Я еще раз, как мог, постарался его успокоить; я так устал, так хотел лечь, вытянуться на постели, наконец, соснуть час-другой. Просторная чистая комната выходила на террасу, где на солнце сверкали натянутые бельевые веревки; неизвестно откуда доносившееся квохтанье кур напомнило мне величественное безмолвие деревни. Я закрыл ставни и лег в надежде уснуть. Но сон не шел, меня мучили воспоминания.
Снова передо мной отец, упавший ничком на стол. Случилось это незадолго до моего отъезда, во время ужина. Родители и на рождество и на ужин по случаю сбора винограда ждали нас троих в гости. Томас жил неподалеку, занимался земледелием. В эти дни у него было много хлопот, но он всегда приезжал. Вот Эваристо — тот жил в Ковильяне. И сейчас, когда спустя годы я пишу эту историю в том же доме, где все это произошло, мне живо вспоминается его шумный приезд в то самое сентябрьское утро. Как сейчас, слышу резкий звук сигналящей на весь двор машины. В дом вторгается праздник. Распахиваются окна, двери, и Эваристо и Жулия сотрясают все вокруг своей шумной, бьющей, как удары шатуна и поршня, радостью: «Эй, люди!» Потом, уже в прихожей, с тревогой в голосе и громко:
— Мона-а-ах? Где же монах?
Монах — это я. Я иду на шум и тут же попадаю в крепкие объятия брата и невестки. Они считают своим долгом быть веселыми и громко выказывают свое веселье всем — отцу, матери, нам, слугам. Жулия не раздумывая поручает моим заботам тезку-племянника, грустного и болезненного ребенка. Потом во всех подробностях они принимаются рассказывать о том, как ехали: «Выехали рано, ну как же, мы должны провести весь день с родителями — ты не хотел, ты хотел приехать только после обеда — да помолчи ты, не говори глупостей, я только и говорил: едем раньше — к девяти часам мы уже были в Гуарде, этот ленивец (сын), чтобы его поднять с постели… — Ну, как вы тут? — Ну, монах, рассказывай, как дела». Они говорили, перебивая и подталкивая друг друга, хотели знать все, даже об урожае в этом году. Жулия была толстой, с явной склонностью к слоновой болезни и очень скоро раскраснелась и вспотела от своей болтовни. Но худой и высокий Эваристо, весь на шарнирах, как железный заводной человечек, казалось, танцевал непрекращающийся чарльстон. Он что-то мурлыкал себе под нос, курил короткие сигареты и то и дело говорил отцу (отец был врачом и только что вернулся с приема):
— Ну, старик…
Отец улыбался. Глядя на отца, улыбалась мать. Эта манера Эваристо всегда пребывать в хорошем расположении духа была у него с детства, и именно она еще больше располагала к нему мать, хотя имелась и другая, веская причина — Эваристо был младшим сыном и более, чем кто-либо, напоминал ей о материнстве.
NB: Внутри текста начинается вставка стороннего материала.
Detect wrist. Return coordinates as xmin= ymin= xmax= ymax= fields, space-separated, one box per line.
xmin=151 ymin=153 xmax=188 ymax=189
Да и не всегда он был весел. Казалось, в нем живет не одно существо, а сразу несколько, на все возможные случаи жизни. С невероятной легкостью он смеялся и плакал, был жесток и любезен, эгоистичен и щедр. И эту несбалансированность многие, кто с ним общался, принимали за непосредственность, а часто и за смелость, независимо — добро или зло она несла, и относились к нему с уважением. А кое-кому эта несбалансированность даже помогала определить свое отношение к тем или иным событиям, и они были ему благодарны. Но вот тесть Эваристо (хозяин фабрики в Ковильяне) не одобрял этот его «характер», опасный для такого серьезного дела, каким он, тесть, был занят.
Томас приехал к вечеру. Приехал один, верхом на лошади, чтобы побыть немного с нами и уехать, ведь Изаура не могла оставить детей. Мать запротестовала:
— Послушай! Ну переночуете у нас. Постелю им вот здесь.
— А, сколько лишней возни! — возразил Томас.
— Вези, вези свой выводок, — потребовали Жулия и Эваристо.
На том и порешили. Томас уехал (деревня находилась в десяти километрах от нашей) и спустя какое-то время привез все семейство. Вечер был тихий. Высившуюся против нашего дома гору золотило осеннее солнце. Во дворе пахло теплыми вымытыми бочками и привезенным с давильни мустом. Отец явно отдавал предпочтение Томасу. Должно быть, потому, что тот был самым старшим и самым благоразумным. Он любил землю, хлопотливый крестьянский труд, и для меня образ Томаса навсегда связался с образом земледельца, нюхающего землю, помогающего сгружать кукурузу в амбар, присутствующего при мытье бочек, взвешивании повозок с дровами, на уборке картофеля в жаркие августовские дни и на приготовлении оливкового масла в холодные декабрьские вечера.